En 2012
Jeudi 11 octobre 2012
La préparation des bagages est toujours un casse-tête
Il faut regrouper tout ce que nous avons récolté ou acheté et le conditionner au mieux afin de pouvoir l’emporter (vêtements, objets divers, médicaments, béquilles et attelles, matériel scolaire que nous ne trouverons pas place, etc.).
La priorité n’est pas donnée à nos propres effets, il faut loger le maximum possible dans la limite des deux fois 23 kg autorisés par personne, tout en veillant à protéger ce qui est fragile.
Vendredi 12 octobre 2012
C’est enfin le départ.
Nous prenons les voitures pour Roissy CDG puis l’avion pour Dakar où nous attend notre chauffeur et guide, M’Baye, qui nous emmènera en minibus jusqu’à notre location à la Somone.

Nous réussissons à passer assez facilement la douane à l’aéroport de Dakar, sans avoir cette année à donner de bakchich pour éviter les tracasseries que suscitent l’intérêt pour le contenu de nos bagages.
Samedi 13 octobre 2012
Après un bain rafraîchissant dès le lever, nous nous répartissons les tâches.

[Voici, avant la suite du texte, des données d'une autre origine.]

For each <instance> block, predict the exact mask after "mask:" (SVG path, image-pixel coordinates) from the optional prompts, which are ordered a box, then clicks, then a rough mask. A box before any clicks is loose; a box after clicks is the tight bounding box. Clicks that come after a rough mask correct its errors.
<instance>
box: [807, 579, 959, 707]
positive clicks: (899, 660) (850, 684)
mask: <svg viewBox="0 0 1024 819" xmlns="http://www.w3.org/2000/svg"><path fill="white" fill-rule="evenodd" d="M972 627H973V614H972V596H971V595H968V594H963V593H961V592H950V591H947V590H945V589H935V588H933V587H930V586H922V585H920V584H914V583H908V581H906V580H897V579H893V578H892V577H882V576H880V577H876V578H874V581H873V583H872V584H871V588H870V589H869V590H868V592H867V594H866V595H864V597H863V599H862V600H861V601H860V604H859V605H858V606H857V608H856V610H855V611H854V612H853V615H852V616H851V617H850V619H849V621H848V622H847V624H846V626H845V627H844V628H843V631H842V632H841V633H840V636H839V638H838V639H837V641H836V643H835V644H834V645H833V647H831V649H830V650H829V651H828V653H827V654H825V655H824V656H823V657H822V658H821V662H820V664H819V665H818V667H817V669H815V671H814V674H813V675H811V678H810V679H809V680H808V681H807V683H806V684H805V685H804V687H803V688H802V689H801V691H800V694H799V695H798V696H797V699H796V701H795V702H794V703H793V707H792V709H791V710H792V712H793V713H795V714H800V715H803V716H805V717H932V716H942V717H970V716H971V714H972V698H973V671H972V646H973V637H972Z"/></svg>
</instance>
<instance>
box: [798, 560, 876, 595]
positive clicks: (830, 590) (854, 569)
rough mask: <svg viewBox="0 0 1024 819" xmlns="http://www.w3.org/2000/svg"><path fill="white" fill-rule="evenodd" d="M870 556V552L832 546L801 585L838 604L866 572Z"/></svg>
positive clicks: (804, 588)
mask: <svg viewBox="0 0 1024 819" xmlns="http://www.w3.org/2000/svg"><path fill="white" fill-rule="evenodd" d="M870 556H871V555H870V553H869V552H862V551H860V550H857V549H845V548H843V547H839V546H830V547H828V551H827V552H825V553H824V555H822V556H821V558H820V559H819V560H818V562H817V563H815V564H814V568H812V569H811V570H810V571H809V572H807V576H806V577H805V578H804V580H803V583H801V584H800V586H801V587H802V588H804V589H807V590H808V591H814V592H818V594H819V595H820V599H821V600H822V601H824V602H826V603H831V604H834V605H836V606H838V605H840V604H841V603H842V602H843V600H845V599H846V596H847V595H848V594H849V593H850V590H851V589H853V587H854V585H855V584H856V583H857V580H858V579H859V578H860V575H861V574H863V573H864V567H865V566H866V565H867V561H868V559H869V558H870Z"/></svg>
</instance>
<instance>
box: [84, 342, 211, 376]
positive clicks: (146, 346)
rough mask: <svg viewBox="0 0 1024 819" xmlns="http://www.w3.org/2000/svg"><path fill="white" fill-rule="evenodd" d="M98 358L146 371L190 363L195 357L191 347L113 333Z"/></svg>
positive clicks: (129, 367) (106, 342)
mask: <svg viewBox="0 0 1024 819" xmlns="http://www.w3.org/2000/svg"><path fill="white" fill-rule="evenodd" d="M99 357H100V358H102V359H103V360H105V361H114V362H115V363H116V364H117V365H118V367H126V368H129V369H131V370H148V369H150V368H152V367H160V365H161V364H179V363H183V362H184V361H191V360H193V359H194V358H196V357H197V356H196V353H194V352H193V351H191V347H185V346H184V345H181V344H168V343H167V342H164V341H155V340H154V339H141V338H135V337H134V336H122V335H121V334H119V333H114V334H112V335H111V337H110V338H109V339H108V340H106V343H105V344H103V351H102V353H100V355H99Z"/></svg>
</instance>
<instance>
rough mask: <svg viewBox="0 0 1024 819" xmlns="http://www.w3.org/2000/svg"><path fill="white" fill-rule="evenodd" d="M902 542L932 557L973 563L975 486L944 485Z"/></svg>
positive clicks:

Certains vont trier tous les objets apportés de France, les autres vont faire les courses, changer l’argent pour l’achat des fournitures scolaires qui seront distribuées dans les écoles. Nous nous retrouvons millionnaires (en Francs CFA) en quelques minutes !


L’après-midi nous visitons La Pouponnière pour laquelle nous apportons deux grands sacs de vêtements de bébé.
Des travaux d’amélioration ont été réalisés récemment, les locaux sont en bon état et très bien entretenus.
Nous sommes tous émus par ce besoin d’affection que tous ces enfants orphelins de mère manifestent par un regard ou des bras tendus...
La visite se termine par un entretien avec la directrice de l’établissement.
Une française courageuse qui n’a jamais baissé les bras malgré les difficultés à trouver les financements et ses problèmes de santé personnels
Elle nous explique que les enfants qui perdent leur mère à la naissance lui arrivent toujours aussi nombreux, qu'il faut se battre sans cesse pour obtenir des subventions pour continuer, que les lits en métal manquent cruellement, que ceux en bois reçus en don ne sont pas adaptés parce qu’ils sont rapidement infestés de parasites…
Nous visitons ensuite le marché de M’Bour.
Notre guide N’Gassé, autoproclamé "Jean-Paul Gaultier", nous conduit jusque dans ses moindres recoins. L’odeur de poisson séché s’intensifie au fur et à mesure que nous nous approcherons de la plage où débarquent les pirogues de pêcheurs.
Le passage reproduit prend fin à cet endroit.